# My First Setup



## Boktiet (11/6/16)

So after my visit to the friendly Vapeking today I just started my vaping journey. Here's to many more vape gear purchases.

Reactions: Like 4 | Winner 3


----------



## SAVaper (11/6/16)

Congratulations


----------



## Boktiet (11/6/16)

Thanks a lot...


----------



## Nailedit77 (11/6/16)

Nice 1st setup bud  enjoy it, 1st of many many to come

Reactions: Agree 1


----------



## Andre (11/6/16)

Great setup. Congrats. All the best with your vaping journey. Keep us updated.


----------



## Stephen (11/6/16)

Nice setup, enjoy your vape journey


----------



## Deckie (11/6/16)

Excellent first vape setup. You'll definitely enjoy the new gear & all the best with your vape journey & choice of a healthy lifestyle.


----------



## SQL -Jazz Guitar-Vapa (11/6/16)

Awesome setup - My first setup was a pink Vivi Nova on an ego style battery


----------



## Cerberus (11/6/16)

Nice!


----------



## Clouds4Days (12/6/16)

Nice setup bud. You cant go wrong with the rx. And protank still very new but so far no bad write ups on it.

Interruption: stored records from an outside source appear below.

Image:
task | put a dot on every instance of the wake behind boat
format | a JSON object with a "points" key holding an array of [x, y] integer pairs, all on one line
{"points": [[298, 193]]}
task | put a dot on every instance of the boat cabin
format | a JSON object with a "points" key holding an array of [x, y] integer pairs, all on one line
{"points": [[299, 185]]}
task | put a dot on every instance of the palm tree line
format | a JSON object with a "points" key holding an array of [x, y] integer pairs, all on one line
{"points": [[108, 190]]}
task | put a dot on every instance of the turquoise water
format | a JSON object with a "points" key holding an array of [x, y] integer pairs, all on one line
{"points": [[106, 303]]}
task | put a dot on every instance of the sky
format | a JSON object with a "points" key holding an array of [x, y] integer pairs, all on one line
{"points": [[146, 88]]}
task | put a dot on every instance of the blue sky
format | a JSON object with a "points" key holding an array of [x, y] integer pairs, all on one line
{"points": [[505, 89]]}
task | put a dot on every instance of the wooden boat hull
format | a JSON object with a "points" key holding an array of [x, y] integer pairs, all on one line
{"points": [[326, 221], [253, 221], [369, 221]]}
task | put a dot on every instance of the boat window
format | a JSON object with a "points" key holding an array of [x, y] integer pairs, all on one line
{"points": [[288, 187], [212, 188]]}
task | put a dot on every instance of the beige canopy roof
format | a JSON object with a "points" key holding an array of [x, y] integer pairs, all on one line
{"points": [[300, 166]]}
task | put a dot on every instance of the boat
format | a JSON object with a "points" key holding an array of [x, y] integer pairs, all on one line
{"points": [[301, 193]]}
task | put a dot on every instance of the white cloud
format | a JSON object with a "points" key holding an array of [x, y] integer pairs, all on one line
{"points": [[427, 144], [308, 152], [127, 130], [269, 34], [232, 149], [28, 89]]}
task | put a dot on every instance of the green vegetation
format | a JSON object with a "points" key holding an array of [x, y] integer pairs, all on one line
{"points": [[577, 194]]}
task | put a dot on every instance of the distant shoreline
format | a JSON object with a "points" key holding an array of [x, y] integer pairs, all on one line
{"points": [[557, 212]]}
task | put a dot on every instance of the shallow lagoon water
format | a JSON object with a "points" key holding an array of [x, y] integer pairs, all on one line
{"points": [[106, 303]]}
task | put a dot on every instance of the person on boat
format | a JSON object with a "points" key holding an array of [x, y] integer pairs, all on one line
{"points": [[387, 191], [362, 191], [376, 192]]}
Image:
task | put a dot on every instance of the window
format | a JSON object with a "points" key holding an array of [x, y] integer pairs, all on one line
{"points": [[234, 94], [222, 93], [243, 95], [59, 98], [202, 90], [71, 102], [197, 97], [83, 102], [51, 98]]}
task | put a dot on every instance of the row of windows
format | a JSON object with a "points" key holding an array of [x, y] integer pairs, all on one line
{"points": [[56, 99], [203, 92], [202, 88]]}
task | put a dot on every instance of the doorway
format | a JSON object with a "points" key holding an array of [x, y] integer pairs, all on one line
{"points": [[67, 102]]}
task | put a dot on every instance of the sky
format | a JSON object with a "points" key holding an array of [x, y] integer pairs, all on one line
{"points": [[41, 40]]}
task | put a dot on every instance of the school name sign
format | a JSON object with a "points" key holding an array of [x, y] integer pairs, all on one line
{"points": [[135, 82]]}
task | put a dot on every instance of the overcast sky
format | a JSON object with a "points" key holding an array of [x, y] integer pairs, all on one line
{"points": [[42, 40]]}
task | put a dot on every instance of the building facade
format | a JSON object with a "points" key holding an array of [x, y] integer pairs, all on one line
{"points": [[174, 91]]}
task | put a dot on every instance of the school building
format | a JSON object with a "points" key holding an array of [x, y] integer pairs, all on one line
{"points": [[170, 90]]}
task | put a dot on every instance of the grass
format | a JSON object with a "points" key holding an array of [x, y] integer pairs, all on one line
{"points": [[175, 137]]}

Welcome to the vapelife bud.
Wish you many happy days of sunshine filled with clouds...

Vape on brother...


----------



## Silver (12/6/16)

Welcome @Boktiet 
Great setup!
Wishing you all the best with the vape journey


----------



## Boktiet (12/6/16)

Thanks for all the kind words guys. I do have quick question. I am running the .5ohm ceramic coil. Reads at .6ohm and I am running at 40watt. After the second draw it starts spitting. Is my wattage too high? Made sure there are no leaks anywhere.


----------